Everything we do on a daily basis has a process. Good, sound processes lead to best practices that can be adopted by others. 

Lesson Learned: Change can be good and lead to best practices.


This area is last but not least in importance. As we just discussed the importance of end-to-end testing, your software/technology needs to be up-to-date and current. Late system updates caused a hiccup early on in the first quarter following the implementation date. The importance of communication and being “in the know” – when to expect updates and then implement them as part of the process – is critically important. Provide current and relevant resources so that all parties involved know when changes occur and can make adjustments, if warranted, for success. 

Additionally, whether it is ICD-10 or you are launching a new software product, testing should always happen in a different environment from the production environment. This allows any issues to be transparent without inhibiting the day-to-day workflow. 

Lesson Learned: Be in the know at all times; keep your technology current. 

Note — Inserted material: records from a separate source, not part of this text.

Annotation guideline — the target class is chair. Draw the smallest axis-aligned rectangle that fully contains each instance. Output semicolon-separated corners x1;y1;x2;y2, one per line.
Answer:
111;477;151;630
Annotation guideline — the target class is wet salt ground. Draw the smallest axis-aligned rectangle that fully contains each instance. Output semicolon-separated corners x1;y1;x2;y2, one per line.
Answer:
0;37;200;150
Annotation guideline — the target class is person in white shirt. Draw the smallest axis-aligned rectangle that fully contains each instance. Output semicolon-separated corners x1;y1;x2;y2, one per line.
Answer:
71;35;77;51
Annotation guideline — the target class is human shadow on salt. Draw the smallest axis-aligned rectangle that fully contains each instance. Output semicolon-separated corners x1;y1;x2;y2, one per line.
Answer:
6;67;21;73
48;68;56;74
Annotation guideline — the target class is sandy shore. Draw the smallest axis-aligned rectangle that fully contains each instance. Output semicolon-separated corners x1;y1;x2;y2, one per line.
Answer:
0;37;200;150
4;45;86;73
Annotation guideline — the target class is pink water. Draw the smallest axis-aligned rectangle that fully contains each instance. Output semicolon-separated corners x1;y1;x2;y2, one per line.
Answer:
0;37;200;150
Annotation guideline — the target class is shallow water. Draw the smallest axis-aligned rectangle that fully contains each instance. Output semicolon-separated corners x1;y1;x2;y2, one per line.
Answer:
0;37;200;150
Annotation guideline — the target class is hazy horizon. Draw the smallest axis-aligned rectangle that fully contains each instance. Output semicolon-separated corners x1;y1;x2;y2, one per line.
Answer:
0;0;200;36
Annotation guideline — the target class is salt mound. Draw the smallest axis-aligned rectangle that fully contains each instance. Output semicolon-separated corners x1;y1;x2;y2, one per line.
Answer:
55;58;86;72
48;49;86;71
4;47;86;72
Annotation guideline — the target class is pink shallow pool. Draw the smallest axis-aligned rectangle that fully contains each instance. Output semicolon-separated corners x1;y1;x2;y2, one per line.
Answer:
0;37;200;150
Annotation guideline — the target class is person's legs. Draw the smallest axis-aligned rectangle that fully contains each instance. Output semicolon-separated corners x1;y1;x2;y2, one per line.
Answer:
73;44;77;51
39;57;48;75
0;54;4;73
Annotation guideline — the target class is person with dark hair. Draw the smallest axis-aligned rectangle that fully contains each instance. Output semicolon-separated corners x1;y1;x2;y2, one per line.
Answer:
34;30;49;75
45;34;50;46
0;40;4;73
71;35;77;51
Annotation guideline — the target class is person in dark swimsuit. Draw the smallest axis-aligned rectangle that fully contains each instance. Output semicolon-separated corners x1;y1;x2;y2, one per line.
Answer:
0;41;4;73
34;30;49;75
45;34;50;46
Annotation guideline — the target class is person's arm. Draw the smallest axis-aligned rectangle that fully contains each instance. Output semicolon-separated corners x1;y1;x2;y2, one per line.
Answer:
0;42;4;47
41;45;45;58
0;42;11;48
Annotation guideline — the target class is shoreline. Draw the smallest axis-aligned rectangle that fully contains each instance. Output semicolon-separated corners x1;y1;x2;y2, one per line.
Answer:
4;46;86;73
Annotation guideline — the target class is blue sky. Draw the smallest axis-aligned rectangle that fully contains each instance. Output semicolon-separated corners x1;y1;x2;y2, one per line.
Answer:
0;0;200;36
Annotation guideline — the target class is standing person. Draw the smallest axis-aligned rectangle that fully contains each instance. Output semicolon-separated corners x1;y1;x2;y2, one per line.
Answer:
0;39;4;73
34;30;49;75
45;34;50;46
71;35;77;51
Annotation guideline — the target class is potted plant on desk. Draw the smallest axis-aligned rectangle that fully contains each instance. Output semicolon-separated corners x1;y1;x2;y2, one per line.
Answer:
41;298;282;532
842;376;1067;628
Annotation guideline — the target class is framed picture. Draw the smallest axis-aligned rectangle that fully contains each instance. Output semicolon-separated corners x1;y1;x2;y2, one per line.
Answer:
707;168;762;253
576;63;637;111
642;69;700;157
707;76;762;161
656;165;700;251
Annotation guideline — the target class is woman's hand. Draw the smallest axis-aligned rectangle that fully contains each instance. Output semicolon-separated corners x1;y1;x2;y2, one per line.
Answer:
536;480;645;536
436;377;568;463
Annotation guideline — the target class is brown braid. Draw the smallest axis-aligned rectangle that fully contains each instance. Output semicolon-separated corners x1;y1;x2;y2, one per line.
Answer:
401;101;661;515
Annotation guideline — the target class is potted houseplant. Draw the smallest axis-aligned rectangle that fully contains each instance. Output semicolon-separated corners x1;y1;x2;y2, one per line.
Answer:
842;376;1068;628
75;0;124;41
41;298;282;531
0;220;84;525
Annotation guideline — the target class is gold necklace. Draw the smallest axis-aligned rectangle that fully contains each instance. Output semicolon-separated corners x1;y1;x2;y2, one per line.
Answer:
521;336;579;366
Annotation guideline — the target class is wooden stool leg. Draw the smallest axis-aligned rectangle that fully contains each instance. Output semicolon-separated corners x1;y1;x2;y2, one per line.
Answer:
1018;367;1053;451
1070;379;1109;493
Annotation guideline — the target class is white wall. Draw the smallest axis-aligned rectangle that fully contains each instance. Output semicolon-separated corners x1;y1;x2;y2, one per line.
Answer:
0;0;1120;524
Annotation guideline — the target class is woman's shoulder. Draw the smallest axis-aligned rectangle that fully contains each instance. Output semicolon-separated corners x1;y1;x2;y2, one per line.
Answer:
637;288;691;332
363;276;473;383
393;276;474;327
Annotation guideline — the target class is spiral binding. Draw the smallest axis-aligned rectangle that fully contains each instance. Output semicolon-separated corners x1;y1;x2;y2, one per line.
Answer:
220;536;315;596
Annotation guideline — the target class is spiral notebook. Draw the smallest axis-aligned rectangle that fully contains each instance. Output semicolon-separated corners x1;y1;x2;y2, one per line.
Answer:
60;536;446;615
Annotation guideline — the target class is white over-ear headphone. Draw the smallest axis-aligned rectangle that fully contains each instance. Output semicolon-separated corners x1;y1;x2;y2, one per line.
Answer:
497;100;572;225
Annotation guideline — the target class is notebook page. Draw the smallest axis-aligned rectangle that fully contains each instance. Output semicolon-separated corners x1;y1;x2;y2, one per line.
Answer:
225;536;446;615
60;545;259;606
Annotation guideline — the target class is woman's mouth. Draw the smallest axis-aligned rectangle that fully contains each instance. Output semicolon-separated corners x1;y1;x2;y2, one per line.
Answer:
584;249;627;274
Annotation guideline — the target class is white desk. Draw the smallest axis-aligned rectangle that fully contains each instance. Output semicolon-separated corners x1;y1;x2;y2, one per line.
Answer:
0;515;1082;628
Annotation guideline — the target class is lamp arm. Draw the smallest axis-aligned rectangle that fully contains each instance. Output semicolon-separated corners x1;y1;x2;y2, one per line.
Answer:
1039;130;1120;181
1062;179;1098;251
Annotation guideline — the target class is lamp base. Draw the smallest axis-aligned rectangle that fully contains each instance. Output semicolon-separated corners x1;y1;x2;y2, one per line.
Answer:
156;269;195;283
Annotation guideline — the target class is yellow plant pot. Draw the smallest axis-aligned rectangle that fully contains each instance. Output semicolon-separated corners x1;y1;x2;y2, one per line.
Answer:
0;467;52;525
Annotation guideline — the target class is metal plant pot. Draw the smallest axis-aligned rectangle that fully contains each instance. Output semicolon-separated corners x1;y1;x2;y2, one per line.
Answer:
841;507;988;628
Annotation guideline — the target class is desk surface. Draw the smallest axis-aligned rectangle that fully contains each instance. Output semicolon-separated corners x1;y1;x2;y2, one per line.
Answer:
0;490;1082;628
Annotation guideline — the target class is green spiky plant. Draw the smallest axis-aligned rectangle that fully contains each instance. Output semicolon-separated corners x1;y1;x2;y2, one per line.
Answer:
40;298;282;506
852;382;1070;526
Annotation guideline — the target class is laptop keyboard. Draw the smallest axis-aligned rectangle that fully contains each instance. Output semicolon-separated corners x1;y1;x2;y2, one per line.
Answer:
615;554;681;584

ICD-10 was an enormous undertaking with grand collaboration among people, processes, and technology. As I look back, it was a huge success, and we should be proud of our accomplishments with ICD-10 implementation.
Disclaimer: Every reasonable effort was made to ensure the accuracy of this information at the time it was published. However, due to the nature of industry changes over time we cannot guarantee its validity after the year it was published.
Maria Bounos, RN, MPH, CPC-H

Maria T. Bounos, RN, MPM, CPC-H, is the practice lead for coding and reimbursement software solutions for Wolters Kluwer.  Maria began her career at Wolters Kluwer as a product manager, responsible for product development, maintenance, enhancements and business development and now solely focuses on business development.  She has more than twenty years of experience in healthcare including nursing, coding, healthcare consulting, and software solutions.